Continua Cicconi sul programma di mandato: «Si apriva con un proclama sulle risorse pubbliche da spendere con la diligenza del buon padre, il denaro pubblico invece è stato sperperato per la querela a Daniele Primavera (LEGGI QUI)».
E affonda il dito nella piaga: «Questione del porto e della pesca, cosa dire?

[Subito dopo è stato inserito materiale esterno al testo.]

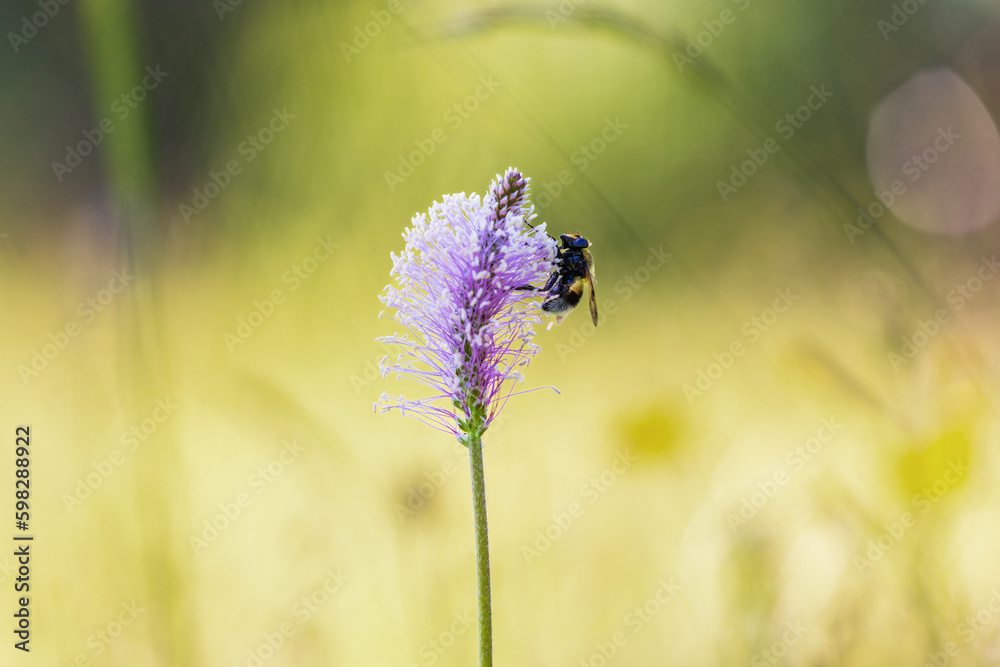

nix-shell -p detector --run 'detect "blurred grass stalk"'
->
[76,0,202,667]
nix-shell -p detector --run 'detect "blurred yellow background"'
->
[0,0,1000,667]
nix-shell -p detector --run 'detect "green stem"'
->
[468,429,493,667]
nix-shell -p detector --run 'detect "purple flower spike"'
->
[375,169,556,435]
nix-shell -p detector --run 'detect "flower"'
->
[374,169,556,435]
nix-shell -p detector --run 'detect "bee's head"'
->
[559,234,590,248]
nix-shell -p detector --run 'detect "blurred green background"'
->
[0,0,1000,667]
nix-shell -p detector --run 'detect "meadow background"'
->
[0,0,1000,667]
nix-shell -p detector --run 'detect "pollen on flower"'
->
[377,169,556,434]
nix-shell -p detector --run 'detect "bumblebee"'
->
[517,234,597,326]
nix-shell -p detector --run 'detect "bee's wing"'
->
[587,269,597,327]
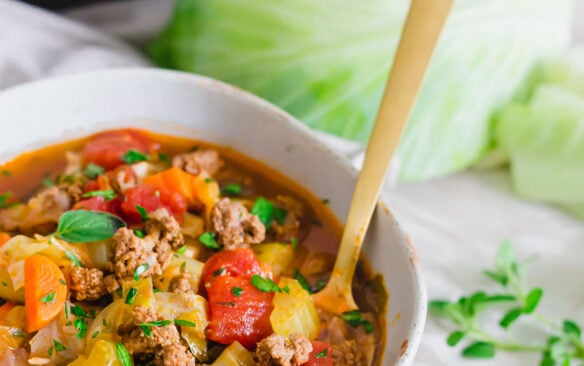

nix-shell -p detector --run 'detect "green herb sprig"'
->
[429,241,584,366]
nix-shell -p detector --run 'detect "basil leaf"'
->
[55,210,126,243]
[251,197,274,230]
[122,149,148,165]
[82,189,118,201]
[85,163,105,179]
[462,342,495,358]
[251,275,282,292]
[116,342,134,366]
[523,287,543,314]
[199,231,221,249]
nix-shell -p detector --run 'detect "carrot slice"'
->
[0,232,10,247]
[24,254,67,332]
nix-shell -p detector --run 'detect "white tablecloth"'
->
[0,0,584,366]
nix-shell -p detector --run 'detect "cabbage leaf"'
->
[148,0,573,181]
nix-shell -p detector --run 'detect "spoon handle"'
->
[323,0,452,313]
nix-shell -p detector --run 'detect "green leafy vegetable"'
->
[116,342,134,366]
[65,250,83,267]
[251,197,274,230]
[148,0,574,180]
[122,149,148,165]
[134,263,150,281]
[135,205,150,222]
[83,189,118,201]
[199,231,221,249]
[53,339,67,352]
[41,291,55,303]
[251,275,290,292]
[341,310,373,334]
[221,183,243,196]
[429,241,584,366]
[85,163,105,179]
[55,210,126,243]
[126,287,138,305]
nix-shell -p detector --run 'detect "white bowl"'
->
[0,69,426,365]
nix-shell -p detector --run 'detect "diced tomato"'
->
[82,129,159,170]
[120,184,187,224]
[207,276,274,349]
[201,248,272,286]
[303,341,333,366]
[73,196,122,216]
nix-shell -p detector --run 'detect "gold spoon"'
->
[314,0,452,314]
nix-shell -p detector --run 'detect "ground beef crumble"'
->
[113,209,184,281]
[122,306,195,366]
[69,266,108,301]
[256,333,312,366]
[211,198,266,249]
[172,149,223,176]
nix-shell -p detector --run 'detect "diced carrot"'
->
[0,301,14,325]
[24,254,67,332]
[0,232,10,247]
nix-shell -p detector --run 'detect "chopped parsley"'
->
[251,275,290,293]
[82,189,118,201]
[341,310,373,334]
[314,348,328,358]
[41,291,55,303]
[126,287,138,305]
[134,229,145,239]
[53,339,67,352]
[116,342,134,366]
[85,163,105,179]
[71,305,89,318]
[221,183,243,196]
[65,250,83,267]
[134,263,150,281]
[73,318,87,339]
[199,231,221,249]
[231,286,243,297]
[122,149,148,165]
[251,197,274,230]
[136,205,150,222]
[174,319,197,327]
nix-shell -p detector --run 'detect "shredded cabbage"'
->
[148,0,573,181]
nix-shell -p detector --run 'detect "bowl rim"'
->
[0,67,427,365]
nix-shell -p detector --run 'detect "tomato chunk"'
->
[207,276,274,349]
[82,129,158,170]
[201,248,272,286]
[73,196,122,216]
[120,184,187,224]
[304,341,333,366]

La pesca non è stata rilanciata in alcuna maniera, il dragaggio del porto non è stato ancora risolto, si temporeggia e l’insabbiamento mette a rischio la marineria, ci si concentra sulla Geneviève (LEGGI QUI) e invece è altro il modo di rilanciare il settore».

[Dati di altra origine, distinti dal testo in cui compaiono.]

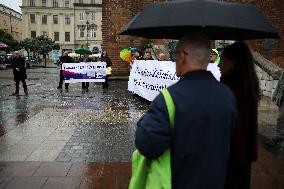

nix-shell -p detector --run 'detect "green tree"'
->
[20,38,33,57]
[0,29,20,52]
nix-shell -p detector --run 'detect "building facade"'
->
[0,4,23,41]
[21,0,102,51]
[102,0,284,75]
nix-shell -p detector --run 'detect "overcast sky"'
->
[0,0,22,13]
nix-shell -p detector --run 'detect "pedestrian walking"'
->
[57,51,73,90]
[158,52,166,61]
[135,33,236,189]
[101,51,112,89]
[10,51,28,95]
[220,42,260,189]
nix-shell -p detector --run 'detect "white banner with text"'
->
[128,60,179,101]
[62,62,106,83]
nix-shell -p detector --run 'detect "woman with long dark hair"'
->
[220,42,260,189]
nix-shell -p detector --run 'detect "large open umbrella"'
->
[120,0,279,40]
[74,48,92,55]
[119,48,132,63]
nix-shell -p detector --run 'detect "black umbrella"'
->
[120,0,279,40]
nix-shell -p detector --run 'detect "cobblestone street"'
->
[0,68,284,189]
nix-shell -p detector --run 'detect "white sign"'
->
[62,62,106,83]
[128,60,221,101]
[128,60,179,101]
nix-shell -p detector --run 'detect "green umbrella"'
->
[74,48,92,55]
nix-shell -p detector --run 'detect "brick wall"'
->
[226,0,284,68]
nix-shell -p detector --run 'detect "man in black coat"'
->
[57,51,73,90]
[11,51,28,95]
[135,33,236,189]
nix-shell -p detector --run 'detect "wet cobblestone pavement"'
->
[0,68,284,189]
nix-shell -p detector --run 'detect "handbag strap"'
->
[161,88,176,129]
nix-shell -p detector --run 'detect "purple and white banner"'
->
[128,60,179,101]
[62,62,106,83]
[128,60,221,101]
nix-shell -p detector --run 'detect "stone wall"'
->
[253,52,282,97]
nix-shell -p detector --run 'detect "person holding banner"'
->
[135,32,237,189]
[57,51,73,90]
[101,51,112,89]
[82,56,92,92]
[158,52,166,61]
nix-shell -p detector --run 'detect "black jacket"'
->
[11,56,27,82]
[135,70,236,189]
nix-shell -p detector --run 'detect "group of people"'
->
[57,51,112,91]
[135,33,260,189]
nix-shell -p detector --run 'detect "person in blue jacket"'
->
[135,33,237,189]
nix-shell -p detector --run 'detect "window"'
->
[52,0,58,8]
[65,0,70,8]
[53,32,59,41]
[53,15,58,24]
[79,28,85,37]
[30,14,35,24]
[91,12,96,20]
[30,0,35,7]
[41,15,47,24]
[41,0,47,7]
[31,31,36,38]
[79,12,84,20]
[65,15,71,25]
[91,29,96,37]
[65,32,70,42]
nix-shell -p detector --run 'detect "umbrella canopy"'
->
[0,42,8,48]
[74,48,92,55]
[89,53,101,58]
[120,0,279,40]
[119,48,132,63]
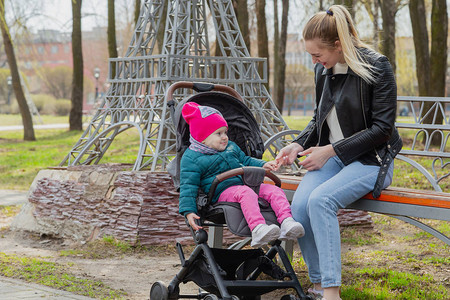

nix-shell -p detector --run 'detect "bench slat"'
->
[265,175,450,209]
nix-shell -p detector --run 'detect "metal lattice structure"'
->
[60,0,288,171]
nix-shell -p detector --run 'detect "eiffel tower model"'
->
[60,0,288,171]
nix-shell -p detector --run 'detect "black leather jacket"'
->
[294,48,402,197]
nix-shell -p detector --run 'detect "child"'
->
[179,102,304,247]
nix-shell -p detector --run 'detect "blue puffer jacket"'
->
[179,141,266,215]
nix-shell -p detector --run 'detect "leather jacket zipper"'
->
[359,78,383,165]
[316,107,333,147]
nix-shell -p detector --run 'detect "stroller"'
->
[150,82,310,300]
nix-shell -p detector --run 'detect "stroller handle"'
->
[166,81,244,102]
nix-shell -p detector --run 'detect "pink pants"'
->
[218,183,292,230]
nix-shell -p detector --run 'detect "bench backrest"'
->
[396,96,450,191]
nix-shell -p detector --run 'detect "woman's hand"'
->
[299,144,336,171]
[186,213,203,231]
[263,160,279,171]
[275,143,304,167]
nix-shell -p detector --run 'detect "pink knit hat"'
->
[181,102,228,142]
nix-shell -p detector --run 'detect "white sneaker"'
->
[250,224,280,248]
[279,217,305,241]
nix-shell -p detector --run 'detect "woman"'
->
[276,5,402,300]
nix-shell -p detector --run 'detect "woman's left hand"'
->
[263,160,279,171]
[299,144,336,171]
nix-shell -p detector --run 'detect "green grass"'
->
[341,267,449,300]
[0,115,450,191]
[0,114,89,126]
[0,252,126,299]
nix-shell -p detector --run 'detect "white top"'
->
[327,63,348,143]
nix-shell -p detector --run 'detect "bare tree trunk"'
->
[276,1,289,113]
[69,0,83,130]
[233,0,250,53]
[0,0,36,141]
[381,0,397,74]
[424,0,448,146]
[134,0,141,26]
[430,0,448,97]
[156,1,169,54]
[409,0,431,96]
[272,0,280,107]
[108,0,117,78]
[373,0,380,51]
[255,0,270,90]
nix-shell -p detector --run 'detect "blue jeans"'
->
[291,156,394,288]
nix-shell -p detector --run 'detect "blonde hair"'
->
[303,5,376,83]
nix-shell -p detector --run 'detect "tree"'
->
[233,0,250,53]
[409,0,431,96]
[286,64,314,116]
[134,0,141,24]
[272,0,289,112]
[69,0,83,130]
[0,0,36,141]
[108,0,117,78]
[430,0,448,97]
[380,0,405,74]
[361,0,380,51]
[39,66,72,99]
[255,0,270,90]
[409,0,448,145]
[156,1,169,54]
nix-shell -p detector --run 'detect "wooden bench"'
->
[209,96,450,248]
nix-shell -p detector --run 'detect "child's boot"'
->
[279,217,305,241]
[251,224,280,248]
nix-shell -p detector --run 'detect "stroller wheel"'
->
[150,281,169,300]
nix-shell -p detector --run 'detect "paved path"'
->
[0,190,92,300]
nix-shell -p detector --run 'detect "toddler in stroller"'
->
[180,102,304,247]
[150,82,310,300]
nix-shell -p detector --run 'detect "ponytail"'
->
[303,5,376,83]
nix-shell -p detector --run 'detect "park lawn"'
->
[0,115,450,191]
[0,129,139,191]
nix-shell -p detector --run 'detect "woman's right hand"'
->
[186,213,203,231]
[275,143,304,166]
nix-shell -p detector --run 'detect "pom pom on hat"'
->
[181,102,228,142]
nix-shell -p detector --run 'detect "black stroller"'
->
[150,82,310,300]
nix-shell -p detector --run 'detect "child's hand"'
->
[186,213,203,231]
[263,160,280,171]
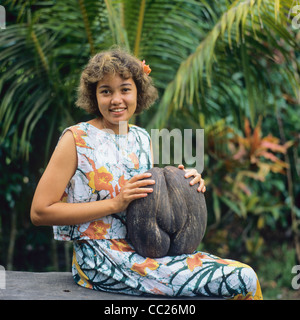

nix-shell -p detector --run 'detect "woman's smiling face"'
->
[96,74,137,128]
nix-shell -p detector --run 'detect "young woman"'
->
[31,50,262,299]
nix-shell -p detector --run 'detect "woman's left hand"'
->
[178,164,206,193]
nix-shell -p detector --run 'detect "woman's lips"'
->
[109,108,127,114]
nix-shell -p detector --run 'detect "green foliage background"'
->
[0,0,300,298]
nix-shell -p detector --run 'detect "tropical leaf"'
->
[156,0,299,126]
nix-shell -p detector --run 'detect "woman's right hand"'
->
[113,172,155,212]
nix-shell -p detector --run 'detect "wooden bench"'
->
[0,271,216,301]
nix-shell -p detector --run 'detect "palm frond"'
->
[156,0,298,126]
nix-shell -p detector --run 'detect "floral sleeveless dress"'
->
[53,122,262,299]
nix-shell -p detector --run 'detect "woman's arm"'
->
[30,131,152,226]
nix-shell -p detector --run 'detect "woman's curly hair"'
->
[76,49,158,117]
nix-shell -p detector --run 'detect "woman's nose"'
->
[111,92,122,105]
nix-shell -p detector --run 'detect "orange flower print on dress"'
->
[141,60,152,75]
[85,158,114,198]
[128,152,140,170]
[231,292,254,300]
[72,127,93,149]
[81,220,111,239]
[60,191,68,202]
[115,174,128,196]
[186,253,205,271]
[131,258,159,277]
[110,239,134,252]
[186,252,230,271]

Per non parlare della crisi abitativa: «230 nuclei familiari sono in attesa di abitazione, ma non si muove niente e nemmeno la programmazione, rimane difficile risolvere in queste condizioni, considerato anche il prezzo alto degli affitti. Le politiche sociali giovanili non fanno eccezione al nulla di fatto: la vendita della ex scuola Curzi ha entusiasmato gli animi ma una riqualificazione senza alienazione, che serve solo per fare cassa, non sarebbe stata meglio?» si chiede il segretario.

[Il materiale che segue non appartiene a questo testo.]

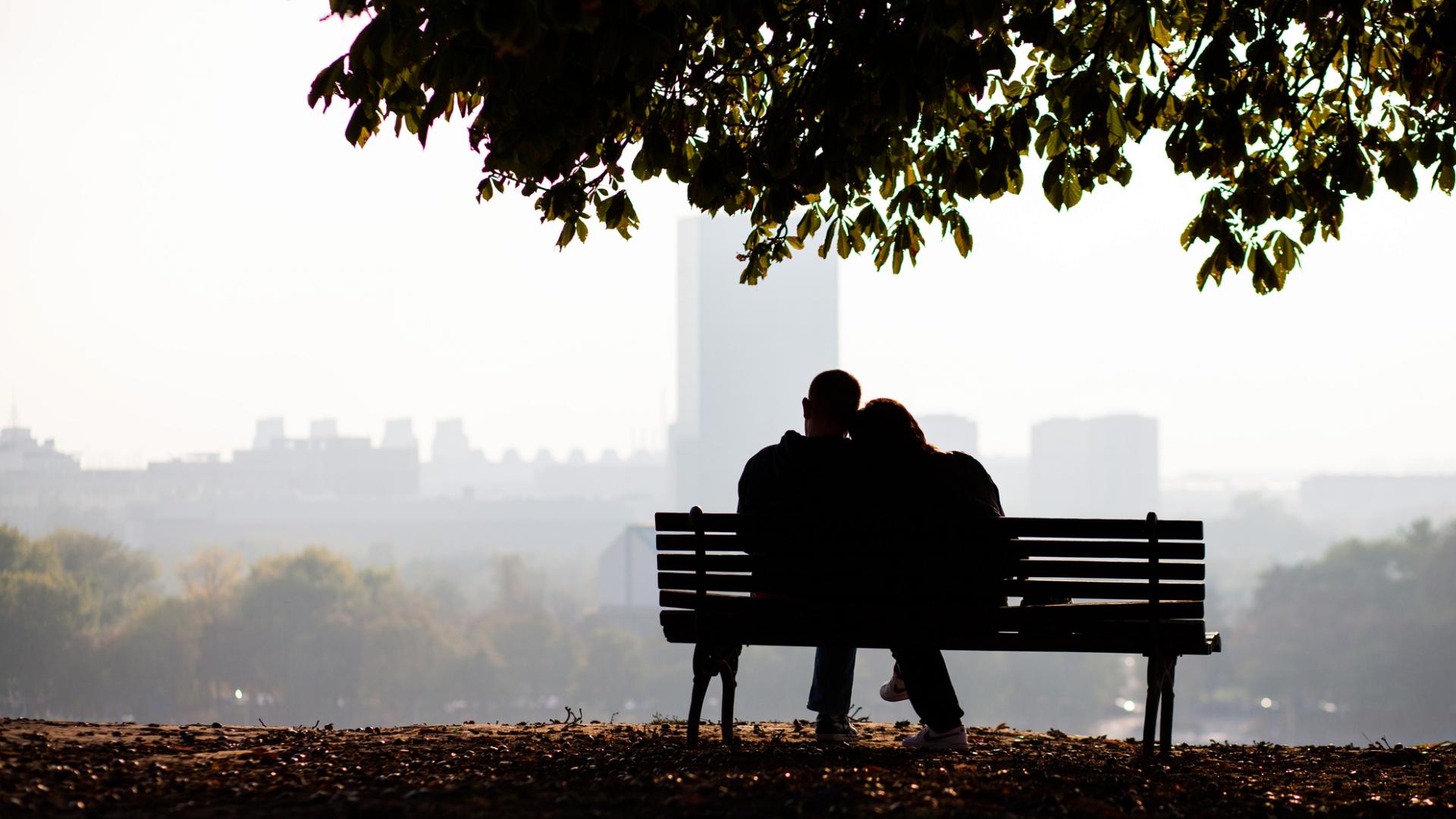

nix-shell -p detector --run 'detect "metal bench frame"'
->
[657,507,1222,754]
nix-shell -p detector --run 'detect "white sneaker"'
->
[880,663,910,702]
[901,726,967,751]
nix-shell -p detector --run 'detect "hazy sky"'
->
[0,0,1456,475]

E arriva l’affodo finale: «Questa amministrazione sembra molto aggressiva verso le forze sociali e la cittadinanza, i comitati, vedi la questione piscina e dehors, ci sembra un atteggiamento avverso e conflittuale. Per la cronaca non ha gestito bene nemmeno il caso Fanesi. Noi esprimiamo tutta la vicinanza alla famiglia e lanciamo un appello: l’amministrazione intervenga per diradare le ombre sulla vicenda giudiziaria, che dovrebbe diventare anche politica»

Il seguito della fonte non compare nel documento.